FIGS. 12 and 13 show bolt 81 more precisely. The latter is composed of a cylindrical sleeve adjusted in a corresponding receptacle provided in body 53. A rod 82 is mounted telescopically in sleeve 81. It has a washer 83 attached to its rear part which is able to abut a crease 84 in sleeve 81.
Rod 82 also has a shoulder 85 on which an ejection spring 86 rests. The other end of this spring rests on a shoulder of the receptacle of sleeve 81. Ejection spring 86 is shown compressed in FIG. 13.
A bottom plate 61, preferably made of sheet steel, ensures the closure of safety and arming device 51. A tongue 87 is cut out of bottom plate 61. In the resting position, tongue 87 assumes the position shown in FIG. 12 in which it constitutes a stop for shoulder 85 of rod 82. Thus tongue 87 holds spring 86 in the compressed state by means of rod 82.
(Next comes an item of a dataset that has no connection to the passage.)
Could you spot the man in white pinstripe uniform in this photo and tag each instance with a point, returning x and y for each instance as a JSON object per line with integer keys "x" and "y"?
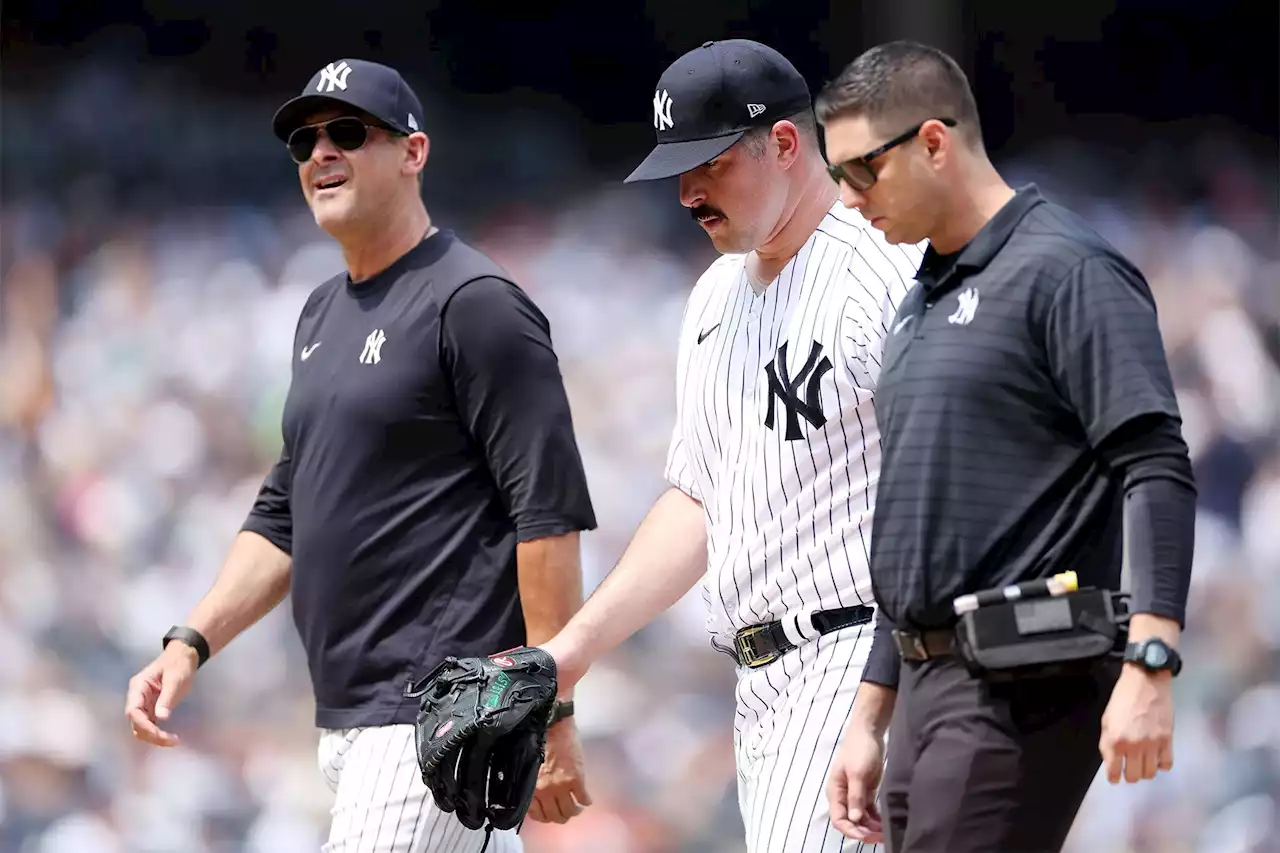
{"x": 775, "y": 456}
When the submunitions are stacked before being loaded into the carrier shell, shoulder 88 of envelope 74a of submunition 50a comes to rest on tongue 87 and deforms it elastically so that it no longer provides a stop for shoulder 85 of rod 82. Ejection spring 86 then pushes the finger toward the outside of body 53 of safety and arming device 51. A rounded end 89 of rod 82 then abuts the charge covering 76. This movement of the rod is not of sufficient amplitude to cause bolt 81 to be withdrawn.
When the submunitions are dispersed, they separate from each other under the effect of the aerodynamic forces. Rod 82 then no longer abuts the charge covering of the adjacent submunition. Ejection spring 86 thus causes rod 82 to be ejected completely, which also entrains bolt 81 by means of washer 83. Once bolt 81 is withdrawn, finger 67 is no longer immobilized. In its turn it is ejected outside body 53 by its spring 79. Ejection of spring 67 causes initiation of the self-destruct system described above.
It will be noted that initiation of this system occurs at the time the submunitions are dispersed and before slide 5, pushed by its arming springs 90, adopts an armed position.
Hence, this particular embodiment is particularly reliable since it ensures initiation of self-destruction even if the arming of the slide should fail.
A number of variations are possible without departing from the framework of the invention. Thus it is possible to use the self-destruct system according to the invention in various submunitions, for example in dispersible mines or anti-tank submunitions provided with infrared or millimeter wave target detectors.